Spese sanitarie, deducibilità o detraibilità “legata” all’importo dei contributi versati
L’articolo 15, comma 1, lettera c), del Testo unico delle imposte sui redditi, Dpr 917/1986, prevede una particolare eccezione alla regola generale di non detraibilità o deducibilità degli oneri rimborsati al contribuente. Secondo la predetta disposizione, il contribuente ha diritto alla detrazione o deduzione fiscale della spesa sanitaria sostenuta anche nel caso in cui la stessa sia stata rimborsata.
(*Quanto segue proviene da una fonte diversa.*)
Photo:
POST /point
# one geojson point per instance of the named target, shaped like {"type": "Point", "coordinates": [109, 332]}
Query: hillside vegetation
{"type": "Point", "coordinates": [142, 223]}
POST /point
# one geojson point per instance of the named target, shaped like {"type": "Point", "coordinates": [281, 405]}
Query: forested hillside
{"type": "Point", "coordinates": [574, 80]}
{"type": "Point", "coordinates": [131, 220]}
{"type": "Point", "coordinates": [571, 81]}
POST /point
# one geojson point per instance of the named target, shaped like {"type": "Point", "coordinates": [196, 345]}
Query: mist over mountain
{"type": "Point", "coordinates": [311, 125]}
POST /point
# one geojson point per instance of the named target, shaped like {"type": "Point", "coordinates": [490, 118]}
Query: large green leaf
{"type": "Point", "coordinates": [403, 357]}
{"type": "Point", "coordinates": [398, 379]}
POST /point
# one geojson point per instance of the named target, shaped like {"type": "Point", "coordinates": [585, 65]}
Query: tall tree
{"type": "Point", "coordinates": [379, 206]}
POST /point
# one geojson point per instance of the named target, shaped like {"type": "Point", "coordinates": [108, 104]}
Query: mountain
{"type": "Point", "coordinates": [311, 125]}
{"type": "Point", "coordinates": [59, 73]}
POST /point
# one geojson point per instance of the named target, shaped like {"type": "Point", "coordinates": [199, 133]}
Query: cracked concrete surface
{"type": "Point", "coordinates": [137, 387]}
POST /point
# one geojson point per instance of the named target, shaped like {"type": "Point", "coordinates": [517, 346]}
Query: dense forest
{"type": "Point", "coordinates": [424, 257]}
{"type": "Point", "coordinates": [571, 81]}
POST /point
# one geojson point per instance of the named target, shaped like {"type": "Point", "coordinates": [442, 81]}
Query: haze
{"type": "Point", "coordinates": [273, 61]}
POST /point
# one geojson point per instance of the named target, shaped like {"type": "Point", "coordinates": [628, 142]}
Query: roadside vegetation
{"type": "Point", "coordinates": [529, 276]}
La detrazione avviene a condizione che il rimborso sia riconducibile a contributi o premi per i quali non è prevista la detraibilità o la deducibilità o che, essendo versati da altri (ad esempio, il datore di lavoro) concorrono formare il suo reddito di lavoro dipendente.
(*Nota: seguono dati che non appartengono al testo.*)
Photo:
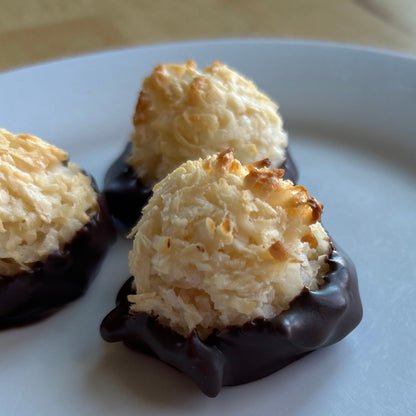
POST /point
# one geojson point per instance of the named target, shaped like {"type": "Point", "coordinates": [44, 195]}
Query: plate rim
{"type": "Point", "coordinates": [321, 44]}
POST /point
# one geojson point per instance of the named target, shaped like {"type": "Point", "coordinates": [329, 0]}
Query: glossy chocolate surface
{"type": "Point", "coordinates": [238, 355]}
{"type": "Point", "coordinates": [62, 277]}
{"type": "Point", "coordinates": [126, 195]}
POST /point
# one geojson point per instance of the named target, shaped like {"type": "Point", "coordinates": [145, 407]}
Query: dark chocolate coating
{"type": "Point", "coordinates": [126, 195]}
{"type": "Point", "coordinates": [62, 277]}
{"type": "Point", "coordinates": [237, 355]}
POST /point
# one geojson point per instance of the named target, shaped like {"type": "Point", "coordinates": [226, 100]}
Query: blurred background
{"type": "Point", "coordinates": [33, 31]}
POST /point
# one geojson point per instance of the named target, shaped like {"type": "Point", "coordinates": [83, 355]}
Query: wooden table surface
{"type": "Point", "coordinates": [33, 31]}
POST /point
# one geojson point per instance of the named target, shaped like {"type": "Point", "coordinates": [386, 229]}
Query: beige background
{"type": "Point", "coordinates": [37, 30]}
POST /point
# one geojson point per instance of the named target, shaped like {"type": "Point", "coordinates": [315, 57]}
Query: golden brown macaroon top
{"type": "Point", "coordinates": [221, 244]}
{"type": "Point", "coordinates": [184, 114]}
{"type": "Point", "coordinates": [43, 201]}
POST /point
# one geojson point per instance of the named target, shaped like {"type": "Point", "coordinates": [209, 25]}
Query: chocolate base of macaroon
{"type": "Point", "coordinates": [126, 195]}
{"type": "Point", "coordinates": [62, 277]}
{"type": "Point", "coordinates": [237, 355]}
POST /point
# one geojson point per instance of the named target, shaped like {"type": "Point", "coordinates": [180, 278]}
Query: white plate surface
{"type": "Point", "coordinates": [351, 117]}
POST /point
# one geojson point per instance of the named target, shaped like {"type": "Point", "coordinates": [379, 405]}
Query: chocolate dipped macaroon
{"type": "Point", "coordinates": [234, 276]}
{"type": "Point", "coordinates": [55, 229]}
{"type": "Point", "coordinates": [183, 114]}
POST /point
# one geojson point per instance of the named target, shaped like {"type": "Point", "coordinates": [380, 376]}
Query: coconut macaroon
{"type": "Point", "coordinates": [184, 113]}
{"type": "Point", "coordinates": [45, 202]}
{"type": "Point", "coordinates": [221, 244]}
{"type": "Point", "coordinates": [234, 276]}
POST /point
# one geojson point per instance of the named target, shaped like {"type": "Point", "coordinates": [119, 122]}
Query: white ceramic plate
{"type": "Point", "coordinates": [351, 116]}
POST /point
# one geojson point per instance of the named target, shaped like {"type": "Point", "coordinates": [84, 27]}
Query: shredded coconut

L’agenzia delle Entrate, nella guida (aggiornata al giugno 2019) pubblicata sul proprio sito istituzionale, elenca i casi in cui la detrazione delle spese è comunque riconosciuta. Precisa altresì che non si considerano, invece, rimaste a carico del contribuente le spese rimborsate a fronte di contributi per assistenza sanitaria versati dal sostituto d’imposta o pagate dallo stesso contribuente a enti e casse aventi esclusivamente fine assistenziale che, fino a 3.615,20 euro, non hanno concorso a formare il reddito imponibile. Questi contributi sono indicati nella certificazione unica rilasciata dal sostituto d’imposta. In questi casi, comunque, è ammessa in detrazione la differenza tra la spesa sostenuta e la quota rimborsata. Se i contributi versati sono superiori al limite di 3.615,20 euro, è possibile portare in detrazione, oltre alla somma non rimborsata, anche una quota parte di quella rimborsata, calcolata sulla base della percentuale risultante dal rapporto tra i contributi eccedenti il tetto di 3.615,20 euro e il totale dei contributi versati. Anche i contributi versati in misura eccedente sono riportati nella certificazione unica rilasciata dal sostituto d’imposta.